Rules
are Necessary when Professionalism Fails
Speak
Out, AFT On Campus, February 1998. |
"Do colleges need
stronger policies governing student/faculty relationships?
YES
Rules are necessary
when professionalism fails
In 1977, a case
brought against Yale University sparked the first generation of
university policies governing sexual harassment. In Alexander v. Yale
University, a federal district court (later affirmed by the appeals
court) ruled that "it is perfectly reasonable to maintain that academic
advancement conditioned upon submission to sexual demands constitutes
sex discrimination in education prohibited by Title IX of the Education
Amendments of 1972." One would have thought it unlikely that any
university or faculty member needed a federal court to say it was wrong
to demand sex in exchange for good grades. Yet, even after the decision
was affirmed, one faculty member being disciplined for similar behavior
at another Ivy League institution argued that he should not be punished
because the faculty handbook did not precisely bar such conduct. So,
every university was forced to adopt an explicit policy stating the
obvious: it is unprofessional conduct for a faculty member to try to
force a student to have sex with him or her in return for academic
favors or to prevent academic punishment.
Now, twenty years
later, Yale University has announced that it plans to explicitly
prohibit any teacher from having "a sexual relationship with a student
over whom he or she has direct supervisory responsibilities regardless
of whether the relationship is consensual." In Yale’s view "any such
relationship jeopardizes the integrity of the educational process by
creating a conflict of interest and may lead to an inhospitable
learning environment for other students." According to press accounts,
Yale was prompted to move beyond its earlier policy warning against
such relationships and the potential for conflicts of interest because
of a grievance filed by a freshman that resulted in a private reprimand.
As much as I would
have hoped that professionalism and ethical behavior by faculty would
have obviated the need to adopt another set of rules stating the
obvious, there are three reasons why I am convinced that Yale has taken
the right step and that other institutions should follow its example.

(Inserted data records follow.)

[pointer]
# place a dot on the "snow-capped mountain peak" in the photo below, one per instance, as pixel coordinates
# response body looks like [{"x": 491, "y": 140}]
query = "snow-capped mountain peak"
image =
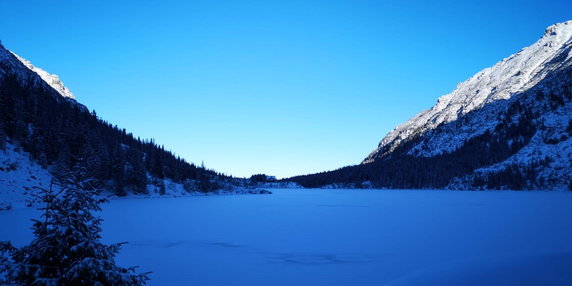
[
  {"x": 10, "y": 63},
  {"x": 512, "y": 75},
  {"x": 52, "y": 79}
]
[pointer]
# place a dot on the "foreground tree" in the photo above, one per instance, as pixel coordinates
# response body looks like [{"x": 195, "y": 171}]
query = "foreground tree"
[{"x": 66, "y": 249}]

First, I think this kind of explicit regulation is necessary to restore
confidence in the integrity of academic assessment and evaluation. For
too long, colleges and faculties have looked past inappropriate
student/faculty relationships ignoring the adverse impact the knowledge
of these liaisons has on the respect other students have for the
faculty member and department involved and the confidence they have in
the fairness of grading and evaluation processes. Professors marry
their graduate students, a senior member of a department has serial
monogamous relationships with foreign post-doctoral students in his or
her lab (whose very presence in the country depends on the professor’s
continued good will), and the faculty’s response seems to be that the
potion of "true love" or, at a minimum, consent cures whatever is
"wrong" with these relationships.
Where academic
evaluation is supposed to be based solely on the merit of an
individual’s scholarly contribution, true love is unlikely to improve
the quality or the fairness of the professor’s assessment. The fact
that the professor involved appears to be blind to this reality and
takes no steps to protect against the obvious conflict of interest that
arises is no excuse for the unwillingness of his or her peers to
question the conduct in peer review or in other less formal ways. Yet,
this is exactly what has happened, and why institutions are now forced
to act to make explicit what should be implicit in the faculty’s
individual and collective sense of professionalism and ethics.
Second, this kind of
explicit regulation is necessary to protect students against unwanted
sexual behavior, i.e., sexual harassment, and the institution from
liability. One person’s true love is another person’s sexual harasser.
The difference is the answer not the question. An institution that
permits persons in power to proposition students or others they
supervise is creating an environment in which the question is not
whether sexual harassment complaints will arise but when. Liability
arises from the perception of the conduct by the person being
propositioned not from the intent of the person doing the asking.
Repeated requests for dates do not have to be intended to be offensive
for them to amount to illegal harassment. In order to avoid appearing
to sanction unwanted advances by faculty members toward students, the
safest course for an institution is to follow Yale’s example and
prohibit any such advances by faculty with direct supervisory
relationships toward students.
Third, an explicit
regulation prohibiting sexual relationships between faculty members and
the students they supervise will have a salutary effect on the
confidence of students in seeking mentors and on the comfort faculty
members feel in agreeing to enter these mentoring relationships.
Whether a student is an 18 year old freshman or a 45 year old student
returning to the classroom for the first time in 20 years, he or she is
likely to be vulnerable and somewhat tentative in approaching a faculty
member to act as a mentor. Knowing that the institution has defined a
clear line of appropriate behavior in such relationships will help both
faculty and students by alleviating any ambiguity inherent in what can
be a professionally and academically "intimate" advisory relationship.